Comparativamente, o tempo de internação foi de maior no grupo convencional (GC) que no grupo retroauricular. Os escores de dor no trigésimo dia pós internação também foi maior no grupo controle. Em todas as variáveis analisadas quanto aos movimentos da coluna cervical e de força do músculo trapézio, os resultados foram melhores com a técnica de acesso por trás da orelha. “Mostramos que abordagem retroauricular pode ser segura e eficaz quando realizada por cirurgiões com treinamento e experiência, e poderá vir a ser uma opção com menor morbidade funcional para esses pacientes, ressalta o cirurgião oncológico Dr. Luiz Paulo Kowalski, que é um dos autores.
A busca pela evidência científica
Embora o esvaziamento cervical retroauricular seja praticado há mais de uma década, até o momento não havia um estudo comparasse objetivamente o efeito da abordagem retroauricular em relação à convencional na morbidade funcional no esvaziamento cervical unilateral. Se fazia necessária uma avaliação objetiva das alterações funcionais e da qualidade de vida para uma melhor exploração e compreensão dos possíveis riscos, benefícios, vantagens e desvantagens de cada técnica.
Na população com câncer de cabeça e pescoço, o esvaziamento cervical seletivo (SND) eletivo ou mesmo terapêutico tem sido estabelecido como uma opção segura, eficaz e menos mórbida do que o esvaziamento cervical radical (RND), quando aplicado adequadamente. Porém, apesar de sua característica menos mutiladora, esses procedimentos podem impactar significativamente a vida diária do paciente, devido a grandes incisões cervicais, manipulação de músculos e nervos cervicais e alterações na drenagem linfática do pescoço.
Entre as complicações funcionais frequentemente relatadas por pacientes com esvaziamento cervical estão a dor, redução da amplitude de movimento (da coluna cervical e ombro), alterações de sensibilidade e pior qualidade de vida. Além disso, devido a ressecção do tumor primário, funções importantes como fala, deglutição, respiração, olfato e paladar podem ficar comprometidas, trazendo consequências para a qualidade de vida.

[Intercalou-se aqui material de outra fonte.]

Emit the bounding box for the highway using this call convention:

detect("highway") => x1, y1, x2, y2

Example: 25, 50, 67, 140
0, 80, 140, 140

Neste sentido, o objetivo está em limitar as consequências funcionais, estéticas e psicológicas do acesso convencional. E a conclusão desse estudo piloto foi que a morbidade funcional pós-operatória foi menor nos pacientes submetidos ao esvaziamento cervical retroauricular. A ADM da coluna cervical e a força muscular do trapézio foram melhores nos pacientes submetidos à abordagem retroauricular e a QV pós-operatória foi pior nos pacientes submetidos ao esvaziamento cervical convencional. Os autores ressaltam que são necessários mais estudos prospectivos para confirmação desses achados.
Referência do estudo
Borges-Santos E, Rodrigues TR, Lira RB, Kulcsar MAV, Kowalski LP. Functional outcomes and quality of life in patients who undergone conventional or endoscopic/robotic retroauricular neck dissection: a case-control study. Gland Surg. 2024 Apr 29;13(4):490-499. doi: 10.21037/gs-23-471. Epub 2024 Apr 10.